LA PAROLE REVIENT À L'HISTOIRE

L'homme Ratzinger n'a pas voulu s'imposer à l'histoire et à l'Église, il a parcouru le chemin de la douceur, de la foi et de l'intelligence. Il ne ressort pas de manière évidente, et là, l'histoire aura la tâche de mettre sa figure en relief. Un passage de Caritas in veritate m'a semblé autobiographique, quand il parle de «la présomption de devoir réaliser, en personne et par soi-même, la nécessaire amélioration du monde. En toute humilité, il fera ce qui est possible et en toute humilité, il confiera le reste au Seigneur. C'est Dieu qui gouverne le monde, pas nous. Nous lui prêterons notre service seulement pour ce que nous pouvons et aussi longtemps qu'il nous en donne la force. Mais faire ce que nous pouvons avec la force que nous avons .... ».
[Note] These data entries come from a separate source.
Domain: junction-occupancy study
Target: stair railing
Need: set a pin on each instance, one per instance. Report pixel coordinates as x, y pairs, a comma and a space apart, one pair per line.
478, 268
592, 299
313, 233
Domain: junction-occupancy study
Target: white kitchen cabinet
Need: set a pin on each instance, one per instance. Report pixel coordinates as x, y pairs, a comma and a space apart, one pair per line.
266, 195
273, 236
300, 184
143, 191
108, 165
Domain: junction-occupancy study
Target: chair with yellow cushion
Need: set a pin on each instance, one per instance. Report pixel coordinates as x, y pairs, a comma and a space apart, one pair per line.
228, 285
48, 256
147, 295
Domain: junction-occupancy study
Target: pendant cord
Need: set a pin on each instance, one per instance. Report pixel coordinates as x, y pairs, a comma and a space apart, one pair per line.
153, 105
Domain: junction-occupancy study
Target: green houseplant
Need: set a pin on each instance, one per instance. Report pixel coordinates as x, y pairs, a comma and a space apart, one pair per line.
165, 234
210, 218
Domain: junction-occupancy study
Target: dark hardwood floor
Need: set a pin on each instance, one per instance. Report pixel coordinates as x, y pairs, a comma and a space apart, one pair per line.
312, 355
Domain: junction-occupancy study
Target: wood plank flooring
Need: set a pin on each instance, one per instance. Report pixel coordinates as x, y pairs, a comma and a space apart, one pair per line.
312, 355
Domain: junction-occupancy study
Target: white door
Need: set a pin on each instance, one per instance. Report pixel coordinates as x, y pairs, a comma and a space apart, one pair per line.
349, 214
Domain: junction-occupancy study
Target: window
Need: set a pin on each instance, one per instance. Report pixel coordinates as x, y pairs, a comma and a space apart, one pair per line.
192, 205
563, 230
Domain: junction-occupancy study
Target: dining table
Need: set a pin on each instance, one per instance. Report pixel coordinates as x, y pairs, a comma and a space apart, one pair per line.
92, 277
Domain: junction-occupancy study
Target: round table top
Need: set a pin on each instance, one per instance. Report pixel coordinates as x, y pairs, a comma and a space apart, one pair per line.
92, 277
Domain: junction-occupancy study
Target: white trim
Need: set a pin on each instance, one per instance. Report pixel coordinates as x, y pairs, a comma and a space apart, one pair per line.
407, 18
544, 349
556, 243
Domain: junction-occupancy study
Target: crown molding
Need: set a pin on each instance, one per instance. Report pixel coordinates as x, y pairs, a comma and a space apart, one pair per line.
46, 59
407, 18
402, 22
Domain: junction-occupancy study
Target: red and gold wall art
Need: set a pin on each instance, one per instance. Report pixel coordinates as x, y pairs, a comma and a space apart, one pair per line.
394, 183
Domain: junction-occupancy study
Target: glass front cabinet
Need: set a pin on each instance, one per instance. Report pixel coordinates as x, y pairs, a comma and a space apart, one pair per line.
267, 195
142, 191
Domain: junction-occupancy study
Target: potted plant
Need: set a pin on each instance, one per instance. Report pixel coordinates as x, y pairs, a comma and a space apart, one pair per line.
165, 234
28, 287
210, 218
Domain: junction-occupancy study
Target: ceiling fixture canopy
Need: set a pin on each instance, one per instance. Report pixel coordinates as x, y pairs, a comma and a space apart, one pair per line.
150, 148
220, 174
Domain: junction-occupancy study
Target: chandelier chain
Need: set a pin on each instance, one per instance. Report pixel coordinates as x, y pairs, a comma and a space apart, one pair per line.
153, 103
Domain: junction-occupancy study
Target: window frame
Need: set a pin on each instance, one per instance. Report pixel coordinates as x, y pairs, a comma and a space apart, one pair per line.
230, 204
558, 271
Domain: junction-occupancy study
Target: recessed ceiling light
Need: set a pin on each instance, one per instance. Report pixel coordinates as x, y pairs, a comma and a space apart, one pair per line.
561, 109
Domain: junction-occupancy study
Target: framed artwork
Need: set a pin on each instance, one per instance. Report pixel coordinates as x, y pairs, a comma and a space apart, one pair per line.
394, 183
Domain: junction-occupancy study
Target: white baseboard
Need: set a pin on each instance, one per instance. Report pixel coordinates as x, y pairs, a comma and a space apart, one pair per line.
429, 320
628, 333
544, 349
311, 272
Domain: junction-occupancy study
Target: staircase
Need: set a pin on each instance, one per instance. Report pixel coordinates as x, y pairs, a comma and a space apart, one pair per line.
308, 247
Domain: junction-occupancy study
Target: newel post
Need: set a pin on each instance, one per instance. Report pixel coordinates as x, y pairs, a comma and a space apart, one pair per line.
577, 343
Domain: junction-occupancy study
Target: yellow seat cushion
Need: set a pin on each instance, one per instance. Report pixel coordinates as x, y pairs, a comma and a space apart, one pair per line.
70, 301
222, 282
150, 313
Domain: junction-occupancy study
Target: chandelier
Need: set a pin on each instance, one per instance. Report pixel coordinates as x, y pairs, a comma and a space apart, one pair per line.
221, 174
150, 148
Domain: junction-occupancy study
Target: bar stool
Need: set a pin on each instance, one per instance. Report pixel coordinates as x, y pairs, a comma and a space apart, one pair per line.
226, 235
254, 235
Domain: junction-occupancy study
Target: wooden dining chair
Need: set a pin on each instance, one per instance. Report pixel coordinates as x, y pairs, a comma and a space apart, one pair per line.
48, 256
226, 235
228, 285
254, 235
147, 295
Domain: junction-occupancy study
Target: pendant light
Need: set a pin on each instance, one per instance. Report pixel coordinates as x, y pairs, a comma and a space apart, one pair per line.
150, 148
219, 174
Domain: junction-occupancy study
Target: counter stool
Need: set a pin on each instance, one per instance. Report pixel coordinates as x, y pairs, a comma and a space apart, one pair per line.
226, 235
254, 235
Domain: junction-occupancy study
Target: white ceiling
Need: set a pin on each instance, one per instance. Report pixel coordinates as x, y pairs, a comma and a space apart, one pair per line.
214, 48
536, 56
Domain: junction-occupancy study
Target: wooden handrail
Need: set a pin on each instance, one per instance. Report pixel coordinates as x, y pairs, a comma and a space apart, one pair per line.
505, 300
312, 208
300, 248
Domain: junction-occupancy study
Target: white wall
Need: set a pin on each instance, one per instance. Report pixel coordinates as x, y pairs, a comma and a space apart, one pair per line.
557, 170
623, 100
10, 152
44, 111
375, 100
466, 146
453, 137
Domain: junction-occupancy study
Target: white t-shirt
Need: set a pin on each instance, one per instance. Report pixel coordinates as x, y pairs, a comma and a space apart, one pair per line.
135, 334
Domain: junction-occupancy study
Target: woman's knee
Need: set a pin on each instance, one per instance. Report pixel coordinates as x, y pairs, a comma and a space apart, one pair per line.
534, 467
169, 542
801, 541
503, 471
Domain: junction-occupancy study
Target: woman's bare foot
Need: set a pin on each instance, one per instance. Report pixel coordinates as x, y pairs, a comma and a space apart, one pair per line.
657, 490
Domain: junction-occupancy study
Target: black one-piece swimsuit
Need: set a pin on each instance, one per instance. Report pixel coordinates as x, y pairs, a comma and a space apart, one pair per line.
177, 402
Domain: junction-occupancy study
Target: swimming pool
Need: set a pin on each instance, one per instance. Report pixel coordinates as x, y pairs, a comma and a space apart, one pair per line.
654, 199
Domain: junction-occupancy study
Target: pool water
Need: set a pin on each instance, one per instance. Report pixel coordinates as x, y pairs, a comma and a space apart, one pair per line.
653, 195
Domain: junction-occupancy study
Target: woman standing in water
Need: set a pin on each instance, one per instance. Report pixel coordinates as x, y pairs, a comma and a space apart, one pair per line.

C'est la vision de celui qui s'est défini comme humble travailleur dans la vigne du Seigneur.
Remercions Roberto Regoli qui a eu le courage (???) et l'intelligence de commencer à écrire en historien sur cette figure.

NDT


(*) Signor Riccardi, lei e' un falso e questo suo articolo di cosiddetta "rivalutazione" del pontificato di Benedetto è una indicibile porcata di malafede e doppiezza. Quando gente come lei uscirà di scena dalla Chiesa, solo allora, finalmente si potrà di nuovo semplicemente parlare di Benedetto xvi. Fino ad allora si accontenti di fare la ola al suo beniamino Totem Bergoglio.

(**) Le titre dit déjà beaucoup; et Riccardi, loin de "réévaluer" minimise le Pontificat avec une condescendance insupportable, "coinçant" Benoît entre le "géant" Wojtyla" et le "prophète" François.